Dominique Versini, adjointe à la mairie de Paris en charge des solidarités et de l'accueil des réfugiés. (AURELIEN MORISSARD / MAXPPP)

Dominique Versini, adjointe à la mairie de Paris chargée des solidarités et de l'accueil des réfugiés, s'est rendue sur les lieux de l'évacuation de deux campements porte de la Chapelle, à cheval sur le nord-est parisien et la Seine-Saint-Denis jeudi 7 novembre. Elle prévient qu'"une partie des personnes" présentes sur le campement "n'ont pas intérêt à se trouver dans les gymnases ouverts par l'État" et "se sont évaporées dans Paris".

franceinfo : Est-ce que toutes les opérations se déroulent dans le calme ?

Dominique Versini : On peut dire que tout se déroule dans le calme et le respect des personnes. Il y a beaucoup d'associations présentes et de travailleurs sociaux. Une partie des personnes se retrouveront toujours à la rue ce soir parce qu'il y a deux campements à Paris, à la porte de la Chapelle et porte d'Aubervilliers, et le préfet ne fera la mise à l'abri de celui de la porte d'Aubervilliers qu'ultérieurement, on ne sait pas quand.

Combien de personnes sont évacuées ce matin ?

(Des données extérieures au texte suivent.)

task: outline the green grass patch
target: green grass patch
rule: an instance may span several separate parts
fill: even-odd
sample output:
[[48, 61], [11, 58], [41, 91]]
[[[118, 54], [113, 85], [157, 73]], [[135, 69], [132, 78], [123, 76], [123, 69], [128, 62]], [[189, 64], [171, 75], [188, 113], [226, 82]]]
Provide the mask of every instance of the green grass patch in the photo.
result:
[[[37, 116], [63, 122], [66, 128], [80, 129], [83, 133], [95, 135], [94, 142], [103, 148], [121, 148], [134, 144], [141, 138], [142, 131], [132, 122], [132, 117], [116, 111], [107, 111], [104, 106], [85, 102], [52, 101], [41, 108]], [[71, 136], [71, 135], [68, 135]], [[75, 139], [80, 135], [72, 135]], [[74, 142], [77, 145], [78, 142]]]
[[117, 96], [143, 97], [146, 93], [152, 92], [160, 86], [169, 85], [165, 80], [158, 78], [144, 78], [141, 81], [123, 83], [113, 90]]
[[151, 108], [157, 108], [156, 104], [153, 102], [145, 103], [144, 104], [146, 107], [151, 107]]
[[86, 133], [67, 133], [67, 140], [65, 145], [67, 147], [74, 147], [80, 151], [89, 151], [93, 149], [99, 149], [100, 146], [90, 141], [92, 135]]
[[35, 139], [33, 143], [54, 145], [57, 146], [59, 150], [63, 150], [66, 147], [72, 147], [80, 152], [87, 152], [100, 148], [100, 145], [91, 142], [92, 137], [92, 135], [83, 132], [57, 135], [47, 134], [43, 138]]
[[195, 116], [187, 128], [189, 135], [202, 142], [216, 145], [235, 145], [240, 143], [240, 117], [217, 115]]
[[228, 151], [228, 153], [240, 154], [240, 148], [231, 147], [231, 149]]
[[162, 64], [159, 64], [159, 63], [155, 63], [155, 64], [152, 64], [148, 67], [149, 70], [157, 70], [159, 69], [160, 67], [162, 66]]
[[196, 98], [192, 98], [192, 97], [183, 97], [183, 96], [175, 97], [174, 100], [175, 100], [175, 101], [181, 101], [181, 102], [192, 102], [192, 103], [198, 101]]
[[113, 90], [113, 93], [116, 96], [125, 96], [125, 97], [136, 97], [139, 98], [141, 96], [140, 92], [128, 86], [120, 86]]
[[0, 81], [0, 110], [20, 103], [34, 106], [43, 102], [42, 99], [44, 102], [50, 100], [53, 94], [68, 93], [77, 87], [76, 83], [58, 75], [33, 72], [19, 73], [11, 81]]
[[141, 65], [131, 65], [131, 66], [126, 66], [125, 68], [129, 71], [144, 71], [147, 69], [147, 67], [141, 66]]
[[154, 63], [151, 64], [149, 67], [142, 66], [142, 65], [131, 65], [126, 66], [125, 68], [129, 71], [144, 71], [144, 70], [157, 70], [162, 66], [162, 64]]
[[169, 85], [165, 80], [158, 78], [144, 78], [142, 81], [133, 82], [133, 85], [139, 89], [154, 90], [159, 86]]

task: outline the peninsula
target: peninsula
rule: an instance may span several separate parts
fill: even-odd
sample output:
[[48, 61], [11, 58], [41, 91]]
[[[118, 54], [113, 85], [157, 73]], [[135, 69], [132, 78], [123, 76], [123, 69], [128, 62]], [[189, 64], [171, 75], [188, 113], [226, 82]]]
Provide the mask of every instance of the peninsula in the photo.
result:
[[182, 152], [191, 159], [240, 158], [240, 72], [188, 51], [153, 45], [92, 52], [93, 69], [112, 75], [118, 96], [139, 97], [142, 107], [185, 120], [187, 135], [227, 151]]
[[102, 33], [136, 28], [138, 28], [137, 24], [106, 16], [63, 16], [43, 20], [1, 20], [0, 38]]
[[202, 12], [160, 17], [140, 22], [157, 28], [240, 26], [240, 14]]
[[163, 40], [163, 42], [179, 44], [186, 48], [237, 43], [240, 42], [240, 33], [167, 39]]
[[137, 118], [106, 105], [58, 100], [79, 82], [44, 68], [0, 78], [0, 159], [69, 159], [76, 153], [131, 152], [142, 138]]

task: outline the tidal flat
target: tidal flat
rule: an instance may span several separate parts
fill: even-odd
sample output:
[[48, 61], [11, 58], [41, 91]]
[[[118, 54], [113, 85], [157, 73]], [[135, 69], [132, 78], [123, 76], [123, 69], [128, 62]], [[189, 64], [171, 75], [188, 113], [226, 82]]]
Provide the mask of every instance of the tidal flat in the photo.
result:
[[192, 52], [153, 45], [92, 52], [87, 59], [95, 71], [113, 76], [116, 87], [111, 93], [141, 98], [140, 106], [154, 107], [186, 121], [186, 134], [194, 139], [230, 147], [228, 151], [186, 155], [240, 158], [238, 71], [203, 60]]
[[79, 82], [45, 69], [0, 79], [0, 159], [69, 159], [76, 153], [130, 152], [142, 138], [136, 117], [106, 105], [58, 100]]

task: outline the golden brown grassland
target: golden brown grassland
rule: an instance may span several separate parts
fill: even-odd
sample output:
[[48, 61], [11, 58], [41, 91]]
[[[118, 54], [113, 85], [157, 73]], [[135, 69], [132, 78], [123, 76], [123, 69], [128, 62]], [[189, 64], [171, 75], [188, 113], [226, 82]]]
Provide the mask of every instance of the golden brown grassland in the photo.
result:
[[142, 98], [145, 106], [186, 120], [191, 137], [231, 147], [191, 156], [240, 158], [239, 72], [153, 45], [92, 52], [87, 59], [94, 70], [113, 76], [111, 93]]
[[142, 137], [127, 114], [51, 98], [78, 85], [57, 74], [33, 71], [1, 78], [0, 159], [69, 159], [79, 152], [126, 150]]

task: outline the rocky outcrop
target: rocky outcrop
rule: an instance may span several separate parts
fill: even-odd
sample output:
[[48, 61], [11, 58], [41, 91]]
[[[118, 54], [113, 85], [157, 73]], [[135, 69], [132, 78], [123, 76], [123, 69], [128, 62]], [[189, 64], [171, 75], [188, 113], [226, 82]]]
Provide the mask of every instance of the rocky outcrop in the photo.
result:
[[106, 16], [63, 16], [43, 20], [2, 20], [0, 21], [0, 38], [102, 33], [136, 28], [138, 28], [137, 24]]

Sur un campement qui comptait 1 300 personnes environ, sont là ce matin 500 hommes isolés environ, qui vont être évacués dans les gymnases et orientés vers les dispositifs d'asiles, et 238 personnes en famille, avec des enfants. Cela fait donc 800 personnes, en tout, sur 1 300 qui se sont évaporées dans Paris. Beaucoup sont partis, puisque l'information a largement fuité. Toutes les personnes "dublinées", qui sont demandeurs d'asile mais qui ont déposé leurs empreintes dans un autre pays d'Europe (et qui doivent attendre 18 mois pour présenter leur demande d'asile en France) sont partis. Ils n'ont pas intérêt à se trouver dans les gymnases ouverts par l'État.

Vous en êtes depuis 2015 à votre 59ème démantèlement de camp ?

Oui, la 59ème opération de mise à l'abri, parce qu'avec l'absence de politique d'accueil, les gens n'ayant pas de centre humanitaire le long des routes migratoires se posent dans les rues. Ils sont maintenant le long du périphérique, ce qui est très dangereux. Et il reste le camp de la porte d'Aubervilliers avec 1 700 personnes. Moi, ma seule question à Christophe Castaner, c'est : est-ce qu'il va y avoir une vraie politique de l'accueil, c'est-à-dire des lieux d'accueil dignes tout le long des routes migratoires pour qu'ils puissent se poser, être informés, évalués ? Est-ce qu'on va vraiment réussir à mettre fin aux campements de rues ?

Hier, le gouvernement a annoncé l'ouverture de nouveaux centres, mais uniquement pour ceux qui sont demandeurs d'asile. Ça ne suffit pas ?

Non, parce que sur les camps il y a non seulement des demandeurs d'asile, mais aussi 15% à 20% de réfugiés statutaires, qui ont déjà passé l'étape de la demande d'asile et ont le statut de réfugiés. J'espère qu'avec cette mise à l'abri ils vont pouvoir avoir une solution. Et puis il y a les "dublinés". Pourquoi est-ce qu'on n'examine pas leur demande d'asile, alors que ce serait possible si le gouvernement le voulait ? Ce serait pas mal de pouvoir examiner en temps réel la situation des gens et ne pas les laisser attendre 18 mois dans la rue.